Y para los ciegos, los perros lazarillo son nada menos que los ojos con los que pueden seguir viendo el mundo.
Hace unos días, un grupo de invidentes y deficientes visuales se disponía a hacer el camino de Santiago desde Astorga. No es la primera vez que lo hacen: en 1999 organizaron la expedición desde Luarca, y en 2001 repitieron caminando a Santiago desde Tuy. En esta ocasión se han reunido veinticuatro ciegos y deficientes visuales, acompañados por ocho monitores y un perro guía que les ayudarán a superar las dificultades de los doscientos cincuenta y nueve kilómetros que recorrerán.
Lo que no esperaría nadie es que esas dificultades iban a empezar antes incluso de su salida. Y es que, al ir a visitar la catedral de Astorga, alguien negó la entrada al perro guía. La escena se repitió dos veces, y finalmente el perro pudo entrar sólo cuando se presentó allí la policía municipal para levantar acta de la incidencia. Ocurrió, para más inri, el día de San Roque.

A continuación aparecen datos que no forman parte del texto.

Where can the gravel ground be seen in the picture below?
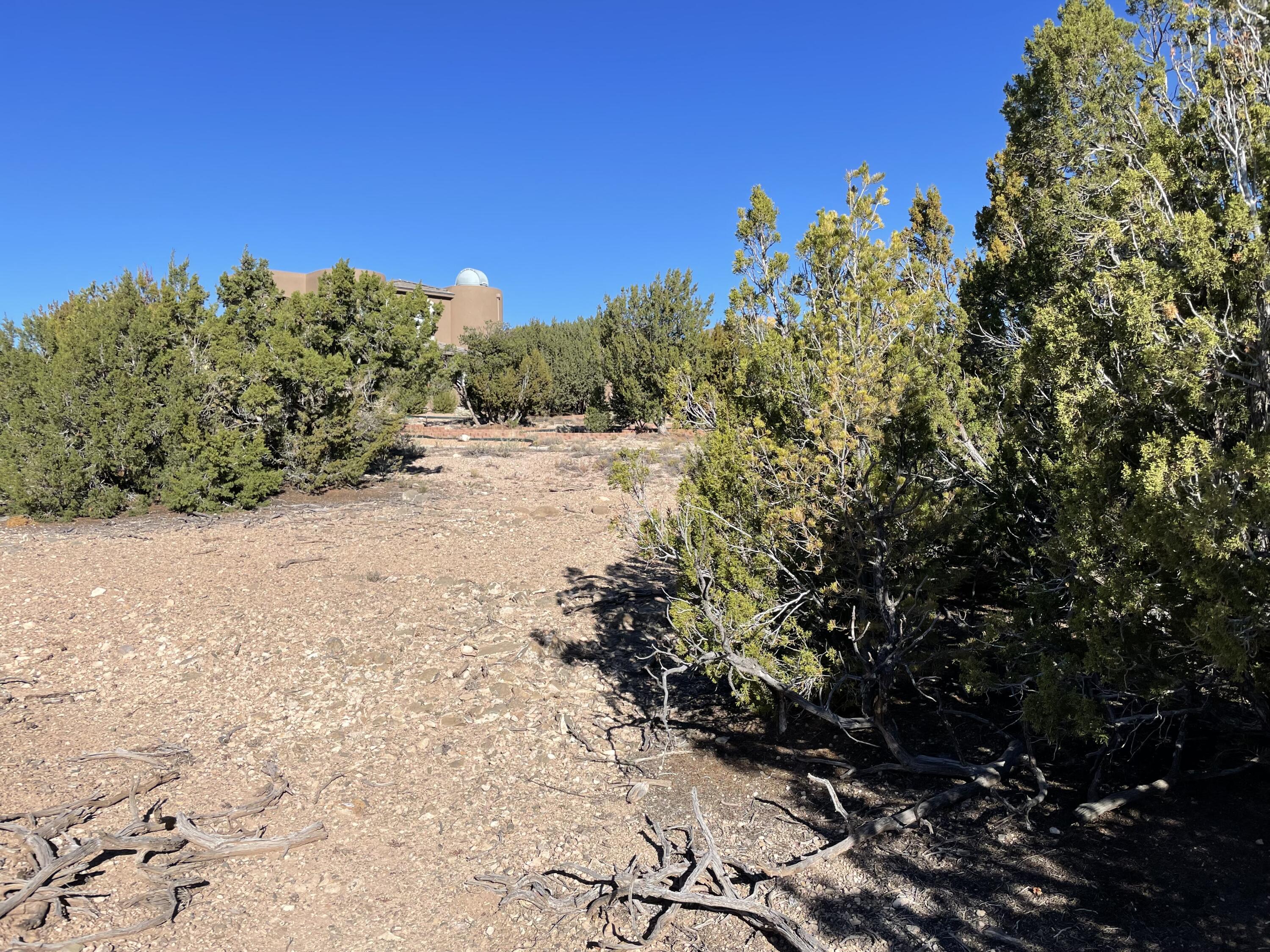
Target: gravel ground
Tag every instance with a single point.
(404, 655)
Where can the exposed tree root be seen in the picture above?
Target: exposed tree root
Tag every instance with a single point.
(639, 903)
(61, 869)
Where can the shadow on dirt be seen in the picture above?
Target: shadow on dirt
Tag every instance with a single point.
(1184, 872)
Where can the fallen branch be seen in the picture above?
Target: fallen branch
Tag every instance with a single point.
(56, 884)
(634, 886)
(991, 776)
(218, 846)
(148, 757)
(1091, 812)
(289, 563)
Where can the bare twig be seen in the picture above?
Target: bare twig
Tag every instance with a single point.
(991, 777)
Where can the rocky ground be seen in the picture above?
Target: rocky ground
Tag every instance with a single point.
(445, 669)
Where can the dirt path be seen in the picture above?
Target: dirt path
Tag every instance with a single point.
(411, 658)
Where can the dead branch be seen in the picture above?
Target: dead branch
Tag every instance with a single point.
(83, 809)
(633, 888)
(991, 776)
(148, 757)
(58, 881)
(218, 846)
(1091, 812)
(571, 728)
(289, 563)
(270, 798)
(834, 796)
(323, 787)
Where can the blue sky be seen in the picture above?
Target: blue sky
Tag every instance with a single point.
(567, 149)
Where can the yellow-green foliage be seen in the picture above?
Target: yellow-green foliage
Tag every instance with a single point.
(820, 522)
(141, 391)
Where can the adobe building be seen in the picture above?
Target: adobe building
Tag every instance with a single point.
(469, 304)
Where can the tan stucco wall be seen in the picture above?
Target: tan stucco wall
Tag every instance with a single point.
(473, 306)
(299, 282)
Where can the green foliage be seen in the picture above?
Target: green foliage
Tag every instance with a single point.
(629, 471)
(1123, 290)
(1052, 479)
(818, 526)
(649, 334)
(445, 402)
(141, 391)
(489, 371)
(599, 419)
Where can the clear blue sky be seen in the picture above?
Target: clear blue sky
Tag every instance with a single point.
(567, 149)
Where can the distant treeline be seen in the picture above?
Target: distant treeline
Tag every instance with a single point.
(143, 390)
(618, 367)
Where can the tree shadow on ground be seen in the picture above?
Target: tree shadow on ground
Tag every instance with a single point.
(1183, 872)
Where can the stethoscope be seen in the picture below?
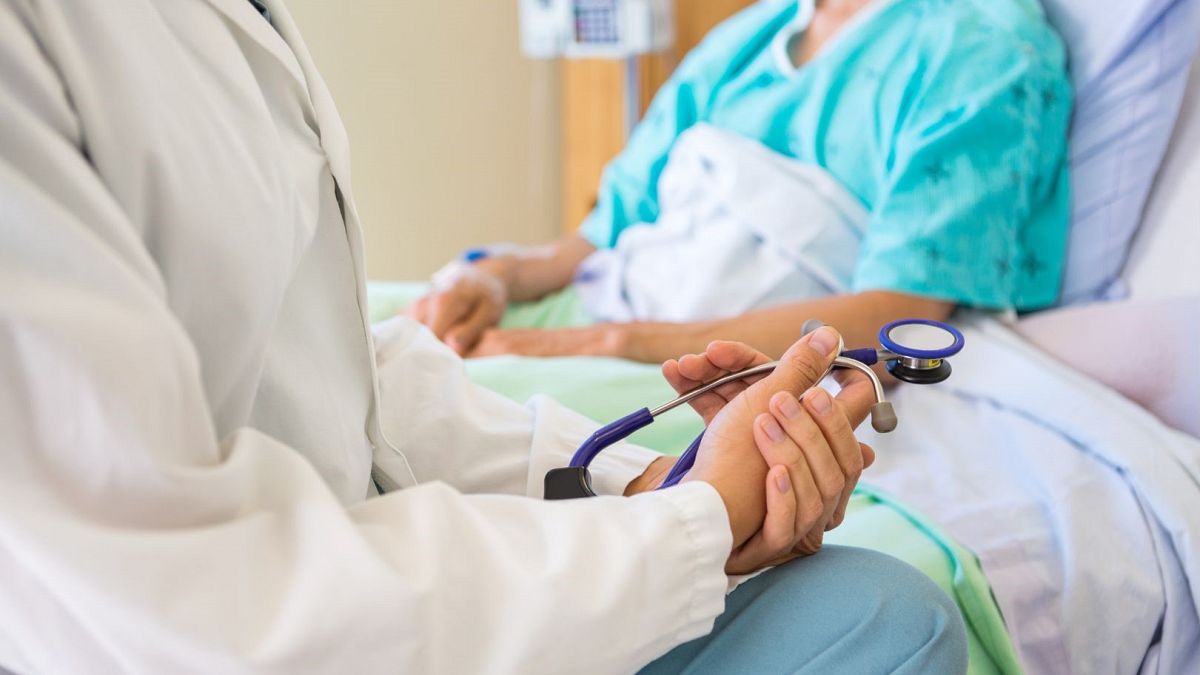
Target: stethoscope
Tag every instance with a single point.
(915, 351)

Doce mil años de convivencia entre el hombre y el perro son muchos años. Muchos más de los que necesita un perro para premiarnos con su ayuda, su lealtad y su cariño. Y, sin embargo, por lo visto aún no son suficientes como para que todos los seres humanos les tratemos al menos con respeto. Cada vez hay más gente que se preocupa por el maltrato a los perros, pero también sigue habiendo malnacidos capaces de colgarlos de un árbol cuando los años hacen que disminuya su olfato para la caza, o arrojarlos a una cuneta cuando dejan de ser aquel lindo cachorrito del que se encapricharon sus niños. O entrenarlos para convertirlos en animales agresivos. O torturarlos por el simple, perverso y enfermizo placer de ver sufrir a otro ser vivo.
Y sigue habiendo alguien capaz de prohibir la entrada a una catedral a un perro lazarillo. Simplemente por ser un perro.
Y es que sí, doce mil años son muchos años. Pero, a pesar de tenerlos tanto tiempo entre nosotros, los perros no han conseguido que los hombres aprendamos a ser tan buenas personas como ellos.